The Google Fiber team says it is working city officials in Louisville, Kentucky, Irvine, California and San Diego to study various factors that could affect construction of the network, such as local topography, housing density, and the condition of existing infrastructure.

The cities, meanwhile, must also complete a checklist of items -- like providing a map of utility lines, for example -- to further prepare for the large-scale build.

"We've seen that this planning process is helpful, both for Google Fiber and city officials--working together, we can take a massive infrastructure project and break it into manageable pieces," Jill Szuchmacher, director of Google Fiber expansion, wrote in a blog post.

Szuchmacher reiterated the fact that there's no guarantee that the aforementioned cities will actually get the high-speed internet cables until the planning phase is complete.

Last month San Antonio, Texas was added to the roster of Google Fiber cities, marking the biggest Google Fiber target city to date. An estimated 4,000 miles of fiber-optic cables will be planted across the city's metro area once installation is complete.

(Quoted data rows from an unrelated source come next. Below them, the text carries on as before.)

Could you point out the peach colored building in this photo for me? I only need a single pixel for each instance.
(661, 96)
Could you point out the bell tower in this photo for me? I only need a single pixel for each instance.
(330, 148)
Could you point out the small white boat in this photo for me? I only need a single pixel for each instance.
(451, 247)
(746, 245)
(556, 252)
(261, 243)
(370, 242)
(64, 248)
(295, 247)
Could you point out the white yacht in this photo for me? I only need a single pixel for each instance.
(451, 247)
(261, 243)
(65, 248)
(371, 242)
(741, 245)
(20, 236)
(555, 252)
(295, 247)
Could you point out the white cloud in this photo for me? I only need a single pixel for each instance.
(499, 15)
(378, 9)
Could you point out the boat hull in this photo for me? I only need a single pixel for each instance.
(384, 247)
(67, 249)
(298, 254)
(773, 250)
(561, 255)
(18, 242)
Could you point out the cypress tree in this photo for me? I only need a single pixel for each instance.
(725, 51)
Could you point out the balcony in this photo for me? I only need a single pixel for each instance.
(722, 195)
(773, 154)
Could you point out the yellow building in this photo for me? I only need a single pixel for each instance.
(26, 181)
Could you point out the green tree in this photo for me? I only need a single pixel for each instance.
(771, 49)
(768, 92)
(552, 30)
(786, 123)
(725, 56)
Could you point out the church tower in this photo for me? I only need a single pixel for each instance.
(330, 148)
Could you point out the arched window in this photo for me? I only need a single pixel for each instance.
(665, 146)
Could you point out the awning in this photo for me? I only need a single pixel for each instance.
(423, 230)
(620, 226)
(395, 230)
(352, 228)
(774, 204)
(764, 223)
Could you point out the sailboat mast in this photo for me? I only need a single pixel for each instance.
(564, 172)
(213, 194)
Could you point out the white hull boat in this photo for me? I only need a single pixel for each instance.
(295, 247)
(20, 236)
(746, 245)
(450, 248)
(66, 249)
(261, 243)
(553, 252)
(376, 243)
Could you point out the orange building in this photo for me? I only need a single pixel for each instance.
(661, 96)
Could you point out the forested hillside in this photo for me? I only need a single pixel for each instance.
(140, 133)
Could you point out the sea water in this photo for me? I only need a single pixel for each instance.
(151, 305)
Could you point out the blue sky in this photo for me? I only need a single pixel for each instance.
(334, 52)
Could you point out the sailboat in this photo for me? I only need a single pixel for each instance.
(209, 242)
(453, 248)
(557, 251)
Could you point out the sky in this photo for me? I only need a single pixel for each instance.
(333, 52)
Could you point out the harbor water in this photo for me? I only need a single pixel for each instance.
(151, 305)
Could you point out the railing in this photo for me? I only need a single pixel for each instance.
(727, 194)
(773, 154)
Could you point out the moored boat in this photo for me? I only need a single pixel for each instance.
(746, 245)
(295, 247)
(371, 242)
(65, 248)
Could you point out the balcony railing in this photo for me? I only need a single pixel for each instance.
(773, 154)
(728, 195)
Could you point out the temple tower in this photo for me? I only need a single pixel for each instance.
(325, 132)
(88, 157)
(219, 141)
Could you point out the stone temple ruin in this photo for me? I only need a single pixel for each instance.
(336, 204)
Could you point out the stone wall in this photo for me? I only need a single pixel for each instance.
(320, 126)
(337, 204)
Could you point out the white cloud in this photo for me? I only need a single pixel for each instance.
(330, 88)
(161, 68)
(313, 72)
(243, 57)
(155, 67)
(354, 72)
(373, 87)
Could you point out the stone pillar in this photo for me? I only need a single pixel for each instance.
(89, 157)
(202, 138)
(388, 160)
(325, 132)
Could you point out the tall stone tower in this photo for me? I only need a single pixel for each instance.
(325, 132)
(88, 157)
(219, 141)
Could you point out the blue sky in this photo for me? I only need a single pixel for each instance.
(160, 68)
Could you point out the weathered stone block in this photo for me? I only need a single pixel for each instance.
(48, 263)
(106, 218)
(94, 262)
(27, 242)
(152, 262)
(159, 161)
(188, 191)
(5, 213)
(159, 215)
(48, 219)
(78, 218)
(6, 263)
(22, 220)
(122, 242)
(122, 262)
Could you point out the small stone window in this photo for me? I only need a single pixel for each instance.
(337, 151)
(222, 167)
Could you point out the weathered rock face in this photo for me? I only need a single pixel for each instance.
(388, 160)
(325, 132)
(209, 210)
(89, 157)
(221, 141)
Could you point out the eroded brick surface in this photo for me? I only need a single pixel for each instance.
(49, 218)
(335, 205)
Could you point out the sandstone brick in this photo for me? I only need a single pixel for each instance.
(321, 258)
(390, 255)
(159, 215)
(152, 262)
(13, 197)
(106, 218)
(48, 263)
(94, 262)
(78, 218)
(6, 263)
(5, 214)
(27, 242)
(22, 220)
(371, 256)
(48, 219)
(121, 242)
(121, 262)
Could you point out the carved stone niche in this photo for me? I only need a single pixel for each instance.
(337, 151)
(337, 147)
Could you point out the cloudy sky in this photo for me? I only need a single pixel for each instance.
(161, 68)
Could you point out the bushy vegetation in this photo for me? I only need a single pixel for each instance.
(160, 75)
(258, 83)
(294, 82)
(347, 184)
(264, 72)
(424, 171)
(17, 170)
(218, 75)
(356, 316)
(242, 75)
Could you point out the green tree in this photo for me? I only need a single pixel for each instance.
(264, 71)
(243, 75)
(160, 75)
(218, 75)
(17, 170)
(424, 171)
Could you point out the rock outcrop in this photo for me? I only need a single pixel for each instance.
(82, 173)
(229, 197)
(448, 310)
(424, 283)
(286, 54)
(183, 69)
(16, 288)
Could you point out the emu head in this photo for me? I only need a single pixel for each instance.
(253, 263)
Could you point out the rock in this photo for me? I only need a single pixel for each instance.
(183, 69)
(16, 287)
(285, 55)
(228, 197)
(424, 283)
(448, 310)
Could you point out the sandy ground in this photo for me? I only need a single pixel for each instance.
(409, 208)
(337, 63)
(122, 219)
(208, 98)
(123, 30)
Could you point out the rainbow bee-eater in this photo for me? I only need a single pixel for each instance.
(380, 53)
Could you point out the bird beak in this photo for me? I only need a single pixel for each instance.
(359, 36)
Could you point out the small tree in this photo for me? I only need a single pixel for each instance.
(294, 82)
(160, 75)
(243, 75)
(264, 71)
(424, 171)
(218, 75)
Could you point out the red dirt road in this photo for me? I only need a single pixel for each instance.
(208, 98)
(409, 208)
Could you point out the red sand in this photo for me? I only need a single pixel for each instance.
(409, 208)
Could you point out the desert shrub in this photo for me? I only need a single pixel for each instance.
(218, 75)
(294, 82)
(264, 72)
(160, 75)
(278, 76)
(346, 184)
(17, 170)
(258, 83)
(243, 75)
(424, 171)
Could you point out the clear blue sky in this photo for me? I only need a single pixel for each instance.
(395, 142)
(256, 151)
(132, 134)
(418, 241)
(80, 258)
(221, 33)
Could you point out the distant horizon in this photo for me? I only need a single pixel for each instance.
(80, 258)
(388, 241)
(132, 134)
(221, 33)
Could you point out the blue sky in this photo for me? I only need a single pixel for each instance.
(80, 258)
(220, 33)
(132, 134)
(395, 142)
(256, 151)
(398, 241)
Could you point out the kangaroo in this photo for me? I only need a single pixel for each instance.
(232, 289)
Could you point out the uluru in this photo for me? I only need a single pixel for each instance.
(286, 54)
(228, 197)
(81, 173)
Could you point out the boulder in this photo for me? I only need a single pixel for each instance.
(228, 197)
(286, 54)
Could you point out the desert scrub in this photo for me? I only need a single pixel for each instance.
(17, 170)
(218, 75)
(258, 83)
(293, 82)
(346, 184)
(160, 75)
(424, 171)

Prior to the San Antonio deployment Google Fiber announced an initiative to bring free internet access to public housing residents as part of the ConnectHome program launched by the White House and US Department of Housing and Urban Development. Google intends to install free high-speed broadband in urban communities in Atlanta, Durham, Nashville and Kansas City as part of the pledge.

Google Fiber is already up and running in three cities -- Austin, Kansas City and Provo -- with expansion plans previously lined up for Salt Lake City, Nashville, Atlanta, Charlotte and Raleigh-Durham.